The effects of climate change and environmental degradation will increasingly drive displacement and conflict in the EAGL region. While DRC is adapting its programming to meet the emerging needs of people of concern, the organisation decided to go further and embrace resilience-design approaches that not only reduce its projects’ environmental footprint but also contribute to the regeneration of ecosystems, all while boosting resilience.
In an effort to boost resilience, livelihoods and to contribute to environmental conservation in Tanzania, DRC is implementing a 3-year, energy and environment project funded by the Danish Ministry of Foreign Affairs. Implemented in the Kakonko, Kibondo, and Kasulu districts of the Kigoma region, the project works with host communities and refugees to address two sides of the same coin: the need to protect and contribute to the conservation of the environment and the need for alternative source of energy for cooking, all while contributing to livelihoods for local communities and skills building of refugees.
590 individuals from refugee camps and host communities were trained on forest management, good agricultural practices, and climate-smart agriculture in anticipation of the establishment or strengthening of 17 tree nurseries in the three districts.
In the last quarter of 2021, the nurseries produced close to 600,000 tree seedlings – three times the project’s target – to meet the need of the community and government. In addition, 400,000 tree seedlings were distributed and planted by 1,766 community members and refugees. The value of the trees will increase over time, and each eucalyptus tree is expected to have a value of USD 30 in five years.
DRC recruited 246 members of the host communities to work in char production centres. In addition to providing new skills and an income to participants, this activity delivers the natural raw materials for the fabrication of bio-briquettes, which in 2022 will support t 13,000 refugee households.
The bio-briquettes are an efficient alternative to firewood that can safely be used for cooking in energy-saving stoves, better for the environment and safer for women who no longer have to walk long distances to fetch firewood. The production of bio-briquettes, for which the value will increase as the law preventing the chopping of firewood is enforced, will grow thanks to the recruitment of 100 refugee trainers and therefore substantially reduce the need for firewood for refugees and host communities.

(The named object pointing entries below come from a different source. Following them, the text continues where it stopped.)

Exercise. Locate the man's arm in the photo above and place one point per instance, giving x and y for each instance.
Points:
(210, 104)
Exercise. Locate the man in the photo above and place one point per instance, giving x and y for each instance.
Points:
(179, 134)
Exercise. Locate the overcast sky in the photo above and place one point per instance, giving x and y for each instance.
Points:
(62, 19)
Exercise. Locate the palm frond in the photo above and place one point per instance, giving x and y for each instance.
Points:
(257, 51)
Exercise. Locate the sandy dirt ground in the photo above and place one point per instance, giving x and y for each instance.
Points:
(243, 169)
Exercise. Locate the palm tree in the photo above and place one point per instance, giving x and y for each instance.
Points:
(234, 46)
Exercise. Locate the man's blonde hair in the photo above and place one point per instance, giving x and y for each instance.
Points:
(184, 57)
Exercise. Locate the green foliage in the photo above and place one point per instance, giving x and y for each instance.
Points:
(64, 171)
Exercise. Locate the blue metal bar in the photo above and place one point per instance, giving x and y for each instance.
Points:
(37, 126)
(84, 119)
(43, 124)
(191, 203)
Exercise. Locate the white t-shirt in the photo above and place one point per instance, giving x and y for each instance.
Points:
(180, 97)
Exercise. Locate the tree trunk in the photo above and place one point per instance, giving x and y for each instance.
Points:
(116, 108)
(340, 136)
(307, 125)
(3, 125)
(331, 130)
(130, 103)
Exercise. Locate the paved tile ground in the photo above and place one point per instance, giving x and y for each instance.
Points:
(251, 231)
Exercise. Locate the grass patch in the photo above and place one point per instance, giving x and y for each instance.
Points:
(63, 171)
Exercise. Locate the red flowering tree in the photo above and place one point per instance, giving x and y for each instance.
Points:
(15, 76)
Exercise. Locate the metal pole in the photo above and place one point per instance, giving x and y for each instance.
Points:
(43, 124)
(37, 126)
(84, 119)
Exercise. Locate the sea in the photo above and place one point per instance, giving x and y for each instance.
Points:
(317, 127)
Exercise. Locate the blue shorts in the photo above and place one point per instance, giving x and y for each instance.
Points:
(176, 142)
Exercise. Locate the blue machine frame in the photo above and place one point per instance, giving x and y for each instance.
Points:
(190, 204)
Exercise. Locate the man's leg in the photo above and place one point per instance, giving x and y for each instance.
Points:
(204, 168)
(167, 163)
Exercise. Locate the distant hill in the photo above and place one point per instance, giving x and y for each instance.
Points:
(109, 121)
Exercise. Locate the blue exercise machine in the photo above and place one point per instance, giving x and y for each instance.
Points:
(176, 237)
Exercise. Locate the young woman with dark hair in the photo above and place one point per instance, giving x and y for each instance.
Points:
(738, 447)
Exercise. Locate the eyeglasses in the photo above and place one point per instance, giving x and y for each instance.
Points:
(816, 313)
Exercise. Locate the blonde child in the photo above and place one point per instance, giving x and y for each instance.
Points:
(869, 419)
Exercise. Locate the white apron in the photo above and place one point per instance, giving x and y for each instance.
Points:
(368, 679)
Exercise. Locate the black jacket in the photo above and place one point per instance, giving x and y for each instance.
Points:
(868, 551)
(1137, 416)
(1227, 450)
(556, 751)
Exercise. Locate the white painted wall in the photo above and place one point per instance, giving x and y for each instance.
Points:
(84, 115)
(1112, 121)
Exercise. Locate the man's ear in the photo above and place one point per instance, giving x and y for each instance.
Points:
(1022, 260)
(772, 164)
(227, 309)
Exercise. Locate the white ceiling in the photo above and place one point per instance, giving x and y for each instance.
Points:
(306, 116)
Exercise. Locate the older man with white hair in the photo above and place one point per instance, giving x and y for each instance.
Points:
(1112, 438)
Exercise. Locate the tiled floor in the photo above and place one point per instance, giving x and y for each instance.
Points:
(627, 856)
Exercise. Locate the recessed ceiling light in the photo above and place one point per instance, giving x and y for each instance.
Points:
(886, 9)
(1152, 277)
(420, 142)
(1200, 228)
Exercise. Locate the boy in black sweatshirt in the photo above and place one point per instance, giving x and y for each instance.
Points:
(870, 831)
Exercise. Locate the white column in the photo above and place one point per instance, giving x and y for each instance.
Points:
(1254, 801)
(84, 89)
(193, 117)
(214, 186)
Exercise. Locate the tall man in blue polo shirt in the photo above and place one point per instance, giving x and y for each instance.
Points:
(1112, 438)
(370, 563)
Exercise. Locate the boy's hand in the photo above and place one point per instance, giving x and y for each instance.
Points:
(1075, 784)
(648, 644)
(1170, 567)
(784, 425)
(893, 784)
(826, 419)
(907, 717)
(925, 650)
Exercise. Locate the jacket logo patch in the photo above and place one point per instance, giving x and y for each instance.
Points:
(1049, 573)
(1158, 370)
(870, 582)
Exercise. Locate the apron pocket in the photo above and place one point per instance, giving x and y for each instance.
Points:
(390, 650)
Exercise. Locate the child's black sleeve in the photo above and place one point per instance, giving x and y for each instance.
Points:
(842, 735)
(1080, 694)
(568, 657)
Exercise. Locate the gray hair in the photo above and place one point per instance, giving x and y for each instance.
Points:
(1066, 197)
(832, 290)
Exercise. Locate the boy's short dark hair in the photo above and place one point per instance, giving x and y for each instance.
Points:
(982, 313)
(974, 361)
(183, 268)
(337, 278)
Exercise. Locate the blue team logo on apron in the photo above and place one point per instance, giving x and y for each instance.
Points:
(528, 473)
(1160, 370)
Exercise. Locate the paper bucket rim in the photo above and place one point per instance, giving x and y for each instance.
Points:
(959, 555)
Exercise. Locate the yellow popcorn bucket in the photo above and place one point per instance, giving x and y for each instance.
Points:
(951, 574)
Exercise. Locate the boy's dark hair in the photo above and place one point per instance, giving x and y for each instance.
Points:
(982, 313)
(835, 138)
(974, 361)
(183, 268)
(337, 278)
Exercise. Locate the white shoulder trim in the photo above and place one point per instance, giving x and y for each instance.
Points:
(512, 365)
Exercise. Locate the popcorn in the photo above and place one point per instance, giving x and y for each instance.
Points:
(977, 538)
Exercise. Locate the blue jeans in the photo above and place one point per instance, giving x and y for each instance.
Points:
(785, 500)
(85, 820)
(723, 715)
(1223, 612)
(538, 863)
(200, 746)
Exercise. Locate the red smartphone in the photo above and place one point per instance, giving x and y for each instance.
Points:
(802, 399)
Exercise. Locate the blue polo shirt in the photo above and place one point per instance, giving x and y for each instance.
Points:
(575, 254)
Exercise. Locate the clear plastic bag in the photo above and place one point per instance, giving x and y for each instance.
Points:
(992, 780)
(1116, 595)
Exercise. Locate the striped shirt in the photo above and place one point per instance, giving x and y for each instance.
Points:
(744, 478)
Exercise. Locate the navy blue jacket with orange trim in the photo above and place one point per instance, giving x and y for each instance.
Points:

The Danish Ambassador, Ms. Mette Nørgaard Dissing-Spandet, said, “we are pleased to support this project, because it will improve access to and use of bio-briquettes as alternative energy for cooking. This will make a difference not only to the environment but also to those women and girls who would be less at risk when they do not have to go and collect firewood for cooking. As more than 750,000 trees are expected to be planted the project will directly contribute to afforestation and with additional training on environmental protection and bio-briquette production it will present micro- and small-scale business and income generating opportunities especially for vulnerable people.
“I believe the key to this project is that it looks at the bigger picture. It addresses the urgent need to protect the environment, find alternatives to firewood and generate income. We work hand-in-hand with local communities, refugees, the Ministry of Home Affairs, and local authorities to make sure that the project revolves around their needs,” says Stephan Deutekom, DRC’s Country Director.